Quantum immortality sounds exactly like the mythical hell: living forever in perpetual agony, unable to die and in your own branch of existence separate from everyone else you ever knew.
What if we can hack quantum immortality to force continued good health, and the mutual survival of our loved ones in the same branch of the universe as us?
It seems like one would "simply" need a device which monitors your health with biosensors, and if anything goes out of range- it instantly kills you in a manner with extremely low probability of failure. All of your friends and family would wear a similar device, and they would be coupled such that if one person becomes "slightly unhealthy" you all die instantly, keeping you all alive and healthy together.

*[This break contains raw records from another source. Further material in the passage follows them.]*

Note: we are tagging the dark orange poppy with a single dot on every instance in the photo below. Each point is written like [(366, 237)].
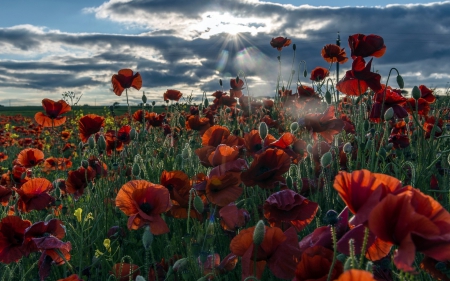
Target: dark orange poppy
[(78, 180), (288, 206), (333, 53), (267, 169), (415, 222), (34, 195), (315, 264), (12, 229), (30, 157), (319, 74), (223, 189), (54, 110), (124, 80), (362, 190), (366, 45), (356, 275), (89, 125), (144, 202), (172, 95), (280, 42)]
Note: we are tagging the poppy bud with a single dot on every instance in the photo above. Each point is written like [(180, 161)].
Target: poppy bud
[(389, 114), (294, 127), (347, 148), (416, 93), (91, 142), (147, 238), (263, 130), (400, 81), (198, 204), (101, 143), (258, 233), (326, 158), (328, 97), (136, 170)]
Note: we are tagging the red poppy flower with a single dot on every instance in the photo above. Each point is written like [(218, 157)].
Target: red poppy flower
[(78, 180), (324, 124), (291, 207), (357, 80), (319, 73), (280, 42), (333, 53), (144, 202), (356, 275), (12, 229), (278, 250), (34, 195), (30, 157), (54, 110), (362, 190), (124, 80), (172, 95), (315, 264), (267, 169), (366, 45), (415, 222), (89, 125)]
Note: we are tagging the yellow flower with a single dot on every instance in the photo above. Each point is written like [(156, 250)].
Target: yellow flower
[(78, 214), (107, 244)]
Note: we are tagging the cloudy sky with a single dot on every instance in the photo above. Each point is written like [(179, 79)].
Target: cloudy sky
[(48, 47)]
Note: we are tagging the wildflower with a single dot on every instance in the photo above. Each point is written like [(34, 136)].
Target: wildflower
[(124, 80)]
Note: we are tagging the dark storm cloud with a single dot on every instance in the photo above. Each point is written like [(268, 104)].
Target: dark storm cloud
[(416, 36)]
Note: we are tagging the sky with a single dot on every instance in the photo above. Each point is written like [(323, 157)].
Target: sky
[(49, 47)]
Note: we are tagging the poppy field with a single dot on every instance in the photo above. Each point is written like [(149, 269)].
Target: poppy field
[(326, 180)]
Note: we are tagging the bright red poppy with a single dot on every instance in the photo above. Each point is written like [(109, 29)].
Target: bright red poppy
[(124, 80), (89, 125), (319, 73), (172, 95), (366, 45), (144, 202), (289, 206), (416, 223), (280, 42), (12, 229), (267, 169), (333, 53), (30, 157), (357, 80), (53, 111), (34, 195)]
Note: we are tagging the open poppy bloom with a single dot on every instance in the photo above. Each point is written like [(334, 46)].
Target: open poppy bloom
[(30, 157), (366, 45), (124, 80), (280, 42), (319, 73), (415, 222), (333, 53), (12, 229), (324, 124), (267, 169), (357, 80), (34, 195), (53, 111), (172, 95), (144, 202), (279, 251), (89, 125), (291, 207)]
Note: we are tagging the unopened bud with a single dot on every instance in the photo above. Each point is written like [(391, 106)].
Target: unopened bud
[(416, 93), (258, 233)]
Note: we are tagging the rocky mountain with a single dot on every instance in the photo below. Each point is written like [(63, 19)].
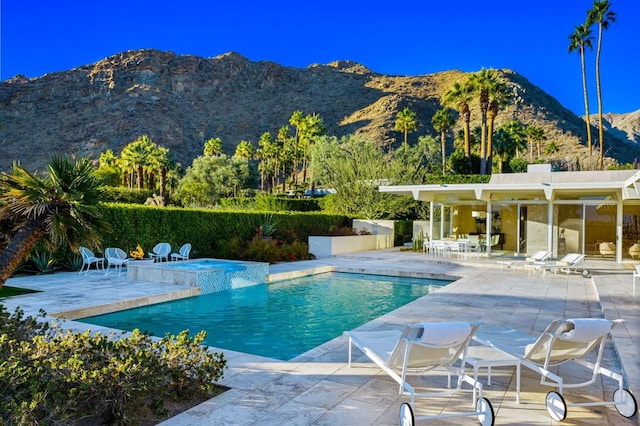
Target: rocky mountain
[(181, 101)]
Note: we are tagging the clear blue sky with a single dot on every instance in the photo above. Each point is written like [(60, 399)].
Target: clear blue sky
[(409, 37)]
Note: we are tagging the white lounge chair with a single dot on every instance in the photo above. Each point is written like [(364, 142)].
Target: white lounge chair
[(88, 259), (423, 347), (537, 257), (117, 258), (160, 251), (183, 253), (563, 341), (570, 263)]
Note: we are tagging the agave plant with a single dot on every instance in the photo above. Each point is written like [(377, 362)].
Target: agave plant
[(44, 261)]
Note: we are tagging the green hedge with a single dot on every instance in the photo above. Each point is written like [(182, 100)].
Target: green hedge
[(206, 230), (271, 204), (403, 232)]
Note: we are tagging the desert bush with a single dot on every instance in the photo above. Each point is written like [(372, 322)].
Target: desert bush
[(48, 376)]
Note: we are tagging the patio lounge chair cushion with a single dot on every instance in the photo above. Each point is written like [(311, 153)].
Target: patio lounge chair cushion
[(585, 329), (183, 253), (445, 334), (422, 347)]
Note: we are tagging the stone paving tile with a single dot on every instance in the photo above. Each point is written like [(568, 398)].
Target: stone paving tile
[(318, 387)]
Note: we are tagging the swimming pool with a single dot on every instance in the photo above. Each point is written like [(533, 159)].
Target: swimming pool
[(279, 320), (210, 275)]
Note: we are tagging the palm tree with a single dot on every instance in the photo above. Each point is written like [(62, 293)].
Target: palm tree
[(442, 121), (296, 120), (59, 205), (268, 159), (601, 15), (312, 128), (161, 161), (459, 96), (406, 123), (136, 155), (498, 98), (534, 135), (579, 40), (245, 150), (213, 147), (482, 81)]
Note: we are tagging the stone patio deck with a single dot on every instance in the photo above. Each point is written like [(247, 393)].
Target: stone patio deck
[(318, 387)]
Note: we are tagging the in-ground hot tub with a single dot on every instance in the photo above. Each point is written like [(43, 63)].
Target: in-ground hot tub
[(210, 275)]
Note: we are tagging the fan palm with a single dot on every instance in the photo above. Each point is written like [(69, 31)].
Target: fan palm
[(601, 15), (442, 121), (136, 156), (579, 40), (459, 96), (406, 123), (498, 98), (59, 205), (482, 82)]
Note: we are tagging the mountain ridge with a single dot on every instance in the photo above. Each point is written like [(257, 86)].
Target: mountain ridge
[(183, 100)]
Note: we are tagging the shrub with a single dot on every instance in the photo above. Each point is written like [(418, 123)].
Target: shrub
[(207, 230), (52, 377), (266, 250)]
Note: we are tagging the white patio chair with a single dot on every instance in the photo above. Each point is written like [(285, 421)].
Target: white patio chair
[(421, 348), (571, 340), (183, 253), (570, 263), (88, 259), (117, 258), (160, 252), (438, 248), (455, 248)]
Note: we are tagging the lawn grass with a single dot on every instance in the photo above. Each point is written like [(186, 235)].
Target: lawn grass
[(7, 291)]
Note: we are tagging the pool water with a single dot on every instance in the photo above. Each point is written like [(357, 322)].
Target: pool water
[(206, 264), (279, 320)]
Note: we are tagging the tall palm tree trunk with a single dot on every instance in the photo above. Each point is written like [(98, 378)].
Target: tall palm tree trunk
[(140, 177), (489, 154), (19, 248), (586, 107), (467, 137), (483, 144), (443, 143), (600, 127), (163, 185)]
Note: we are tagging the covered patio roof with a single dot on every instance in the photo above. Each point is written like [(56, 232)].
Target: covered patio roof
[(533, 185)]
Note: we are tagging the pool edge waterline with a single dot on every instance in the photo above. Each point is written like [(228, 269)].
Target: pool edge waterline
[(267, 310)]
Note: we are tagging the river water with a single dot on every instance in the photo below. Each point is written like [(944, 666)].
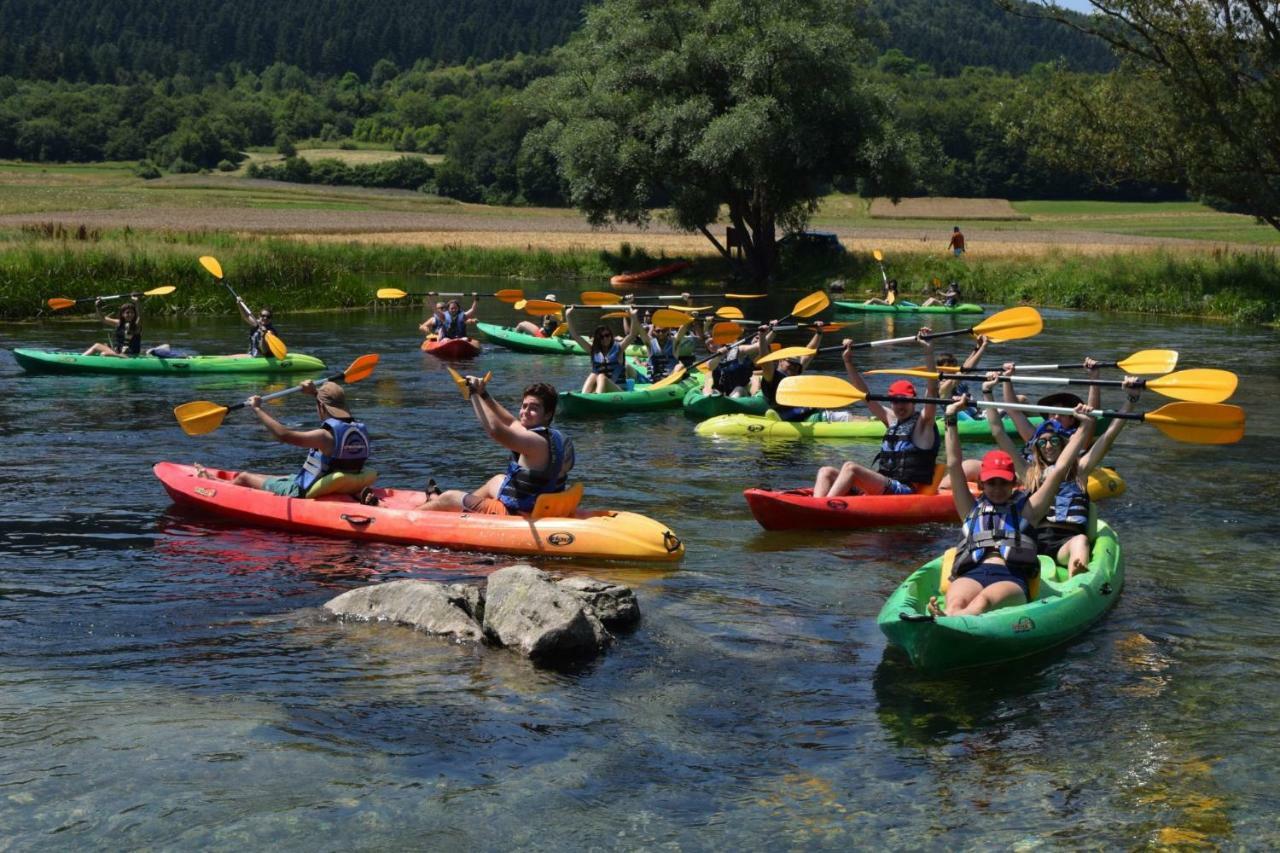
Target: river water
[(165, 679)]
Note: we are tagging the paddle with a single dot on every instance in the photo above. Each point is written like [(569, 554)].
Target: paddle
[(808, 306), (273, 341), (59, 302), (202, 416), (1010, 324), (1185, 422), (1201, 384)]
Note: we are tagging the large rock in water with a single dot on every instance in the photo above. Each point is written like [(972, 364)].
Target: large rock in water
[(528, 611), (433, 609)]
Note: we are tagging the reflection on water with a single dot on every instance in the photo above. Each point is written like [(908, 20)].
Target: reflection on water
[(168, 680)]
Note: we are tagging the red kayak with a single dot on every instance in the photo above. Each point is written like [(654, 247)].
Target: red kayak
[(452, 349), (650, 274)]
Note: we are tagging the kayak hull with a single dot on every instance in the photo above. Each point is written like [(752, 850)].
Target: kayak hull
[(595, 536), (799, 510), (964, 308), (452, 349), (1063, 610), (54, 361), (700, 406)]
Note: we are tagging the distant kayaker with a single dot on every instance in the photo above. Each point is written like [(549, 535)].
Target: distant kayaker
[(127, 336), (997, 555), (341, 443), (1064, 532), (909, 450), (452, 320), (608, 359), (540, 456), (775, 372)]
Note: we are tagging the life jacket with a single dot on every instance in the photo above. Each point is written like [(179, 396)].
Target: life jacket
[(350, 452), (451, 325), (661, 357), (991, 530), (521, 487), (732, 373), (900, 459), (127, 338), (609, 363)]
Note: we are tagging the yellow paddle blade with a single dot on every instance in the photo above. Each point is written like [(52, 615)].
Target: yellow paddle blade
[(199, 418), (817, 392), (725, 333), (211, 264), (786, 352), (668, 319), (1200, 423), (813, 304), (275, 345), (1147, 361), (1011, 324), (1203, 384)]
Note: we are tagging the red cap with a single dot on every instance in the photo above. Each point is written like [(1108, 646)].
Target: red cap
[(901, 388), (997, 465)]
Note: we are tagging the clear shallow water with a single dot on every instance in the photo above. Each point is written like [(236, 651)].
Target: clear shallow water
[(164, 679)]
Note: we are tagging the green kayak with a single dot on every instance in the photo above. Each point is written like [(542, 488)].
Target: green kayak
[(769, 425), (54, 361), (908, 308), (574, 404), (1061, 609), (521, 342), (700, 406)]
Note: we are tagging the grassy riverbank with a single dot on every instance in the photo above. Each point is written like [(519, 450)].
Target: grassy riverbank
[(302, 274)]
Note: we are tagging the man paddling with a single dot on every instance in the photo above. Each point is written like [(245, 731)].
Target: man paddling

We nearly have the technology to build such a thing now. Would you install one in your own body? If not, why not?
Who wants to invest in my new biotech startup which promises to stop all disease and human suffering within the next decade? Just joking, there is a serious technical problem here that makes it considerably more difficult than it sounds: for such a device to work the probability of it's failure must be much much less than the probability of your continued healthy survival. You also never get to test the design before you use it.
Indeed. Does the standard philosophy literature on quantum immortality (don't tell me there isn't any) point out that, if it's real, there is a you who doesn't go to sleep at night, and will never go to sleep again? To me this seems of qualitatively less import than quantum immortality, but I can't see how it would actually work differently.
Yes, if QI is real every night there's a copy of you which spontaneously develops something like fatal familial insomnia and never goes to sleep again... however you would be unable to observe this without killing yourself in all universe branches where you sleep soundly. Don't try it at home.